DOI: Digital attachments for Scientific Papers

Ever saw a claim on a paper you disagreed with or got triggered by, and then wanted to reproduce the experiment? Good luck finding the code and the data used in the experiments.

When we want to redo experiments of papers, it starts with finding the code and data used. A good start is Github or the homepage of the scientist. Also Gitlab. Bitbucket, SourceForge or the personal homepage of one of the researchers could be a place to look. Emailing the authors is often only an option, if the university homepage mentions such option – we’re not surprised to get no reaction at all. If all that doesn’t work, then implementing the pseudo-code and creating own data might be the only option – not if that will support the claims.

So what if scientific papers had an easy way to connect to digital objects like code and data?

Here the DOI comes in.

DOI: Digital Object Identifier

A Digital Object Identifier (DOI) is a persistent identifier or handle used to uniquely identify objects, standardized by the International Organization for Standardization (ISO). Organisations which work with DOIs, provide a library where each entry is identified by unique ID. As the DOI is a url starting with http://dx.doi.org, it brings you directly to the sources.
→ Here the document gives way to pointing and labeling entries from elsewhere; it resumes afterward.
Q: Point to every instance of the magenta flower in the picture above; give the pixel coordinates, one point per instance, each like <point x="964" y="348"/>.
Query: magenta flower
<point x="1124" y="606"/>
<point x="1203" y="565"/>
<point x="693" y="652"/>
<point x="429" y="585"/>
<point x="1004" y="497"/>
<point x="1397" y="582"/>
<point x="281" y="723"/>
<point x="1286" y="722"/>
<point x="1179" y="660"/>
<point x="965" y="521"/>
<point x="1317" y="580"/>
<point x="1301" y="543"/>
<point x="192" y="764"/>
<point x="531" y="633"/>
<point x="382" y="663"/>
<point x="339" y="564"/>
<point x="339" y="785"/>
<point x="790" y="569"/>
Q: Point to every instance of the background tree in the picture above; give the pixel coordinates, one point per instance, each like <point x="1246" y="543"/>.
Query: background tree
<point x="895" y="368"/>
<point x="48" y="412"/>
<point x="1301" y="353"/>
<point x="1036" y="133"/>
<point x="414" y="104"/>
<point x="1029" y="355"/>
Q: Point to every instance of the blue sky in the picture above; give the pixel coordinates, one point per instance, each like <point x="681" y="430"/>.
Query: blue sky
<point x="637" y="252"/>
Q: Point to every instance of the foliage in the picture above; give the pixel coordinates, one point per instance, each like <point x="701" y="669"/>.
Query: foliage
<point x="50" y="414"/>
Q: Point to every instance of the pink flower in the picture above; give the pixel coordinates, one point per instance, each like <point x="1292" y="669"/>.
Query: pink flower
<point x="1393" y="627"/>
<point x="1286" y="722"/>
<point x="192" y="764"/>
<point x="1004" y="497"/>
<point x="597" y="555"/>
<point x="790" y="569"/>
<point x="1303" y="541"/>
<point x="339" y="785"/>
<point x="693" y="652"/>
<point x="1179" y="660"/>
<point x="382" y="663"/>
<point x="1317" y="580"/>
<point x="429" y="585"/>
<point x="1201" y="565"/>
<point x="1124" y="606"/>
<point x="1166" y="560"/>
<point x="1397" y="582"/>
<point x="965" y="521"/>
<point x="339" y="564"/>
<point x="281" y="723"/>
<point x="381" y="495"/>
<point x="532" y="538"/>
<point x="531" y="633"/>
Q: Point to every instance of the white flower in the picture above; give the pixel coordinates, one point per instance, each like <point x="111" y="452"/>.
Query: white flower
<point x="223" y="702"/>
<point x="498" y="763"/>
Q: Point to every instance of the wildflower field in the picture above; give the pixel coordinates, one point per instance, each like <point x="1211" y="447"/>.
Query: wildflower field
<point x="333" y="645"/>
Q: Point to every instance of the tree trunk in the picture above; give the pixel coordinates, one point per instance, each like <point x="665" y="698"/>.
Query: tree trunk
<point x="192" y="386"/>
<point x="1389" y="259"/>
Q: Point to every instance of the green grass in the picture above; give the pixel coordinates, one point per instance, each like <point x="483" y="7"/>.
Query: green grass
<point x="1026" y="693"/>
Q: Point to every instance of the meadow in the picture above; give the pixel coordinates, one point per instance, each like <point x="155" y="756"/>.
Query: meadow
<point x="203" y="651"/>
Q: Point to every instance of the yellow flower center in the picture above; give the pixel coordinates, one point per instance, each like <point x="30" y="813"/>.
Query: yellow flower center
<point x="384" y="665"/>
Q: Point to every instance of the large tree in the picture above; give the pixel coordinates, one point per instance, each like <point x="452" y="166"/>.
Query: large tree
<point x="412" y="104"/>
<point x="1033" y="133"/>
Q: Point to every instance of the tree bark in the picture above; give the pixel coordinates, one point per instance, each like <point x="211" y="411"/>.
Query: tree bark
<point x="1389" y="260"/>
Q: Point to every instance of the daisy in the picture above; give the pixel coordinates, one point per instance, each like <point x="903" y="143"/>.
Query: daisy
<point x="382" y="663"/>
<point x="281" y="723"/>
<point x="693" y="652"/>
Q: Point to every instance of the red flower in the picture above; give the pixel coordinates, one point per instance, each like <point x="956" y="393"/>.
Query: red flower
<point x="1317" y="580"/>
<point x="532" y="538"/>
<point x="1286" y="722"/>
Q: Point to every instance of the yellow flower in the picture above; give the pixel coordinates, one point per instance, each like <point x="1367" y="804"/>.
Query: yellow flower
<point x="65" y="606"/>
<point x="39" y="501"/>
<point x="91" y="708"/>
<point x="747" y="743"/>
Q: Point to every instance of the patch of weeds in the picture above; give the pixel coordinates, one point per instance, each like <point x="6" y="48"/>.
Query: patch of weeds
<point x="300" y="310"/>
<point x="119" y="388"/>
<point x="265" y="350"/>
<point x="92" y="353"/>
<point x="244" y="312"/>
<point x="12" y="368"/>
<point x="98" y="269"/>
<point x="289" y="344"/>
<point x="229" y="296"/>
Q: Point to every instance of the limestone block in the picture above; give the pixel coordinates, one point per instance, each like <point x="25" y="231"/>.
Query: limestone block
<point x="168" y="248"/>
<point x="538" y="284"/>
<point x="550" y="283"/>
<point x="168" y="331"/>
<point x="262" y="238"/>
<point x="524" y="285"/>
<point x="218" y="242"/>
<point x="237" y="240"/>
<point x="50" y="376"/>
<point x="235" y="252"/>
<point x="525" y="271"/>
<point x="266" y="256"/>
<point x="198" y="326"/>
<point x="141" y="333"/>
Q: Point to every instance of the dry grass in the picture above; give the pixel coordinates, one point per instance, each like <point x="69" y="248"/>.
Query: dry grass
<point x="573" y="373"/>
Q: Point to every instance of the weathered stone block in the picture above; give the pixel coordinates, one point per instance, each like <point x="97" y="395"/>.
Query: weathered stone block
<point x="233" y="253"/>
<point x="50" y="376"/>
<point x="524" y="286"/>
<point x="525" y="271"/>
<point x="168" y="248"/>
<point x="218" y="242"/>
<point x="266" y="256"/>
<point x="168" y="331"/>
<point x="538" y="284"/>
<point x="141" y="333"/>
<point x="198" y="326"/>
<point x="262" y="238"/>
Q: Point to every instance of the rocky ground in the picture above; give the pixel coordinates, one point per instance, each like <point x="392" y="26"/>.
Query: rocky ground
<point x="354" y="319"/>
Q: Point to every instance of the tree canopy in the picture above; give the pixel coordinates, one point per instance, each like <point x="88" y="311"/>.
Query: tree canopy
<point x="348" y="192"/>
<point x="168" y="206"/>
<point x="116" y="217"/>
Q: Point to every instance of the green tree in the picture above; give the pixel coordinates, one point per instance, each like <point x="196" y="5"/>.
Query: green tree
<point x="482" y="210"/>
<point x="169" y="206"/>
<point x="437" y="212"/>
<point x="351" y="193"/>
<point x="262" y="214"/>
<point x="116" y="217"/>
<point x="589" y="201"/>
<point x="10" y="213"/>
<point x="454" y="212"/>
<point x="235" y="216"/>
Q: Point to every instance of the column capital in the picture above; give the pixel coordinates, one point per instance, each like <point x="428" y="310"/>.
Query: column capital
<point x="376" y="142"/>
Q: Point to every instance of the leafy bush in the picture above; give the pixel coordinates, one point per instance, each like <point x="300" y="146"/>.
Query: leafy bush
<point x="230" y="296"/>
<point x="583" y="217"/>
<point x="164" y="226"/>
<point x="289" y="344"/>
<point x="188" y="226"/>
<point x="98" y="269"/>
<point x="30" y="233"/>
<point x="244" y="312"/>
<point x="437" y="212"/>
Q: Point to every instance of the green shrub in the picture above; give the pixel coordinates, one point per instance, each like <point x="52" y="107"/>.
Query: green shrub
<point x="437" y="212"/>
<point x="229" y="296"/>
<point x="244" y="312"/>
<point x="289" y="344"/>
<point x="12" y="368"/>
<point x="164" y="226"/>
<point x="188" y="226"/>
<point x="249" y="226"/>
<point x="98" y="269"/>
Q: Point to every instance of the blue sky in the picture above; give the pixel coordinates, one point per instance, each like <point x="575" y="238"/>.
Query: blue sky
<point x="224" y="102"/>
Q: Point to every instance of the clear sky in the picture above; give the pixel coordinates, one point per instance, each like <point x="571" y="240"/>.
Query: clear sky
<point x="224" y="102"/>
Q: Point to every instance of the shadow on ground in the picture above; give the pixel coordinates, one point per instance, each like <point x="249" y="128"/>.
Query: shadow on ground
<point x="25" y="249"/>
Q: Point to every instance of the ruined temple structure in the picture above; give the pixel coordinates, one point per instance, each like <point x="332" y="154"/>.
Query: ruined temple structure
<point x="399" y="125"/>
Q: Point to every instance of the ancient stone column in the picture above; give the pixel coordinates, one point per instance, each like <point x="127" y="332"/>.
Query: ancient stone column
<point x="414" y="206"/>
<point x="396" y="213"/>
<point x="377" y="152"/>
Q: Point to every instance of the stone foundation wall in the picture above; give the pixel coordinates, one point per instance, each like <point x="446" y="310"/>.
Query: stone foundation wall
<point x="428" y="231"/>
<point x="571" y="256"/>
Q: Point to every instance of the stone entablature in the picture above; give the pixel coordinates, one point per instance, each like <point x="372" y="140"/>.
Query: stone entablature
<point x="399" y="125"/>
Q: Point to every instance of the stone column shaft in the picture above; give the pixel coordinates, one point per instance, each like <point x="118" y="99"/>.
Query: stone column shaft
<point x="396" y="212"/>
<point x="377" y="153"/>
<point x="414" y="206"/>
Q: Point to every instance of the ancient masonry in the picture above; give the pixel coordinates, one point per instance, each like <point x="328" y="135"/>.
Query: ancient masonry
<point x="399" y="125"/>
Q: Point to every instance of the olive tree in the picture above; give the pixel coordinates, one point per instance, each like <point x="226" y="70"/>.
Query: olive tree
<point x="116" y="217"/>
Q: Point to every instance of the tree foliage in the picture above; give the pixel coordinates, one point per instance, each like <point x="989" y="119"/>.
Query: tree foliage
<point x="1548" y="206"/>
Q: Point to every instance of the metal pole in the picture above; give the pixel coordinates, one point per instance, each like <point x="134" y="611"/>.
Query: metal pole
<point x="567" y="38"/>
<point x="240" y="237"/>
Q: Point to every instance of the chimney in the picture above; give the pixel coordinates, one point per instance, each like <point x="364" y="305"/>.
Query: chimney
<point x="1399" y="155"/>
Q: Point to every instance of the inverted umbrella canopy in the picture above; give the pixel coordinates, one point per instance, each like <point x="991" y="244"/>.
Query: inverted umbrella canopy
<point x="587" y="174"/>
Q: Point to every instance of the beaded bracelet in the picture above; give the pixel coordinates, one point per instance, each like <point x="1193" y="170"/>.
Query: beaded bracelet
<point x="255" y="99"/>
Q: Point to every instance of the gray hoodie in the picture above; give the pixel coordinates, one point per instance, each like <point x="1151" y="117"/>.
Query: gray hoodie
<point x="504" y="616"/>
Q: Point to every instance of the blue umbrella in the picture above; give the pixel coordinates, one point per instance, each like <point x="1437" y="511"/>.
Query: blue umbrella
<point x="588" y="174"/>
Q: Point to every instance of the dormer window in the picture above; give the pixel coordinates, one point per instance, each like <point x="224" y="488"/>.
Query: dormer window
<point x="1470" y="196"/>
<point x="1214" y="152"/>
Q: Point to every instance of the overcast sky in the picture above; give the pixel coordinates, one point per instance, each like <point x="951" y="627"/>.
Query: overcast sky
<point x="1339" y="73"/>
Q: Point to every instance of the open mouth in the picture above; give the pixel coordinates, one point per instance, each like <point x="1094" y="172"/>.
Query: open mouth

The European organisation ILL is very happy with the results and is promoting its usage. See here the video they made:

(link)

Not only Europe is working more with DOIs. It’s a truly international organisation with users worldwide, from East to West.

Wait, DOI is not only for linking to the PDF?

Most usage of DOI is for a link to exactly the same PDF. And here is the current problem: the solution exists, but is not fully used.

These pages should have links to code and data too. The good part is that many websites like IEEE Xplore and ACM digital library already have the DOI on their papers, just missing the code and data.

How to share research data yourself?

Step 1: find a good license for code and data

Avoiding a situation where commercial companies run away with your code, a dual license is appropriate. It’s out of scope for this blog, so check Multi-license on Wikipedia to start searching what is best for your code. If you do want to commercialise your code, think of partnering with us and get in contact before publishing.

Step 2: get a DOI number

To add a DOI, there is much information found on the DOI website, including a handbook and a list of registrars. As it needs to be centrally administrated per institute or publisher, it’s best to look what your colleagues have done.

Step 3: publish data and code

To add data and code, it’s important the links don’t disappear after a career switch. This is the hard part, as not all universities and institutes have a public repository for code and download-center for data. See for example what NASA Earthdata has put in place, but this will be different for many other organisations.

Step 4: Get more citations

Seeing is believing. In a time where the label “fake news” is often used, it is much more important to seriously support what you claim. It also helps in having others doing more benchmarks on different hardware, while citing your research.

While at it, why not update your past papers?